One of my favorite approaches for teaching civic responsibility is through an approach called Storypath. Teachers routinely teach about the founding of the nation in fifth grade so with this approach, students imagine themselves as colonists and the civic actions they took to create a new nation. The Storypath approach uses the story form--setting, characters, and plot—to structure the learning experience. Key questions throughout the unit problematize the events, encourage substantive conversations and guide students' thinking about important understandings.

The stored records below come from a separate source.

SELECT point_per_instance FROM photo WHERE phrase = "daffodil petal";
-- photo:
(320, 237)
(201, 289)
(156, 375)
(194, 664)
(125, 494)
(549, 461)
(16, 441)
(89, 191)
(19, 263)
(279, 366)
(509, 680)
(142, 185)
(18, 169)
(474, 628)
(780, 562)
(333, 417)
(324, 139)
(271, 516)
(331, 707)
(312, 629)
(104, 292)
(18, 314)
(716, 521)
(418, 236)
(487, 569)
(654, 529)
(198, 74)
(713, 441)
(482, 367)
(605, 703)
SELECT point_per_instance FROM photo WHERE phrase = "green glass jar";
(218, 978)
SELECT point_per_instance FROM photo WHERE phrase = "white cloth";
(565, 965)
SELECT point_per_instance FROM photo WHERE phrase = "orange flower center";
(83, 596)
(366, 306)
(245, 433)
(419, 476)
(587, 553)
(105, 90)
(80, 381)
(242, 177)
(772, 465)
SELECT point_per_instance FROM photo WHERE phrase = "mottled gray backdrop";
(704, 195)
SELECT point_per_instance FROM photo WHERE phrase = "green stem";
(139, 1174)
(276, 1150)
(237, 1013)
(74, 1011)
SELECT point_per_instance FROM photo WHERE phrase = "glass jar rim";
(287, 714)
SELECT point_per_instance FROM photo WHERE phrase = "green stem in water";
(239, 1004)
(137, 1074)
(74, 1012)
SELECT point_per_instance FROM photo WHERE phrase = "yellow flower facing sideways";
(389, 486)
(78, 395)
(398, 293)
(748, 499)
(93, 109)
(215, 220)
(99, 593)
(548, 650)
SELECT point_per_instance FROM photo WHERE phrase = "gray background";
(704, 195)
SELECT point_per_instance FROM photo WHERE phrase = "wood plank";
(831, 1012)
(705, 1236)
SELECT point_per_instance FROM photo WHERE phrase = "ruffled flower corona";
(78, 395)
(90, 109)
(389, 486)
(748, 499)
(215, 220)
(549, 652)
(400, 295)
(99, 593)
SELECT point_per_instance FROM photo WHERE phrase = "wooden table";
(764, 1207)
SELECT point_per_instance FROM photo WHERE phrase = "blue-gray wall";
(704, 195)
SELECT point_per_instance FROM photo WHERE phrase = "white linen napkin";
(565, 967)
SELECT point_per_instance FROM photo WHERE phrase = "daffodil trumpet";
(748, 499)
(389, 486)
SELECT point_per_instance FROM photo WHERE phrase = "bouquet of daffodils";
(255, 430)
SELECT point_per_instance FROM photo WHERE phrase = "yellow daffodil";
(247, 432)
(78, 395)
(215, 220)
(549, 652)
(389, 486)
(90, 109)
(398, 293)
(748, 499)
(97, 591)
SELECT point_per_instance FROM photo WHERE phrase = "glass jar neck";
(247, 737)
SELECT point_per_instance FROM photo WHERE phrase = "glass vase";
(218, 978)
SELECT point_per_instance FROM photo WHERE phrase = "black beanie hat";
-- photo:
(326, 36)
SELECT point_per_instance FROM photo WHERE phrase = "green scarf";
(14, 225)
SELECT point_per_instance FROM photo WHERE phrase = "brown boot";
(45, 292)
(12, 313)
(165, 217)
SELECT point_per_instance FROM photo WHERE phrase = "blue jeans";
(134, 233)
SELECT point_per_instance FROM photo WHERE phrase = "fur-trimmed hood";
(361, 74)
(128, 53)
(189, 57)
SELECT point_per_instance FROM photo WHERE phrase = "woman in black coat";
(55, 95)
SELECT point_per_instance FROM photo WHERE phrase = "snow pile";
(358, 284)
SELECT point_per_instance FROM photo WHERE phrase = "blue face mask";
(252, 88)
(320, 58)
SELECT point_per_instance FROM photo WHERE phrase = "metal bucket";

Students create a colonial setting (a visual representation), one that makes sense to them such as a street in Boston, because that is the city where so many of the events took place. They imagine themselves as merchant families learning about colonial life as they develop their characters and business. Introducing the historical events through role-plays with artifacts and primary documents develops the plot. Students must decide, for example, how they will respond to the Stamp Act. What civic actions will they take: boycott the goods, write letters of protest to Britain, or pay for the stamps? Drawing from the actual events of the time creates the lived experience as students role-play their responses. The teacher's questions guide students' learning, helping them to consider new information, explore alternatives, and think more deeply about the events.
The historical events explored through this approach lead to connections to our lives today and our civic responsibilities. My experience with this approach is that students become more interested in today's events as they compare and contrast the colonists' civic actions. Such discussions, however, must be deliberate and planned to connect students' Storypath experience to the events of today.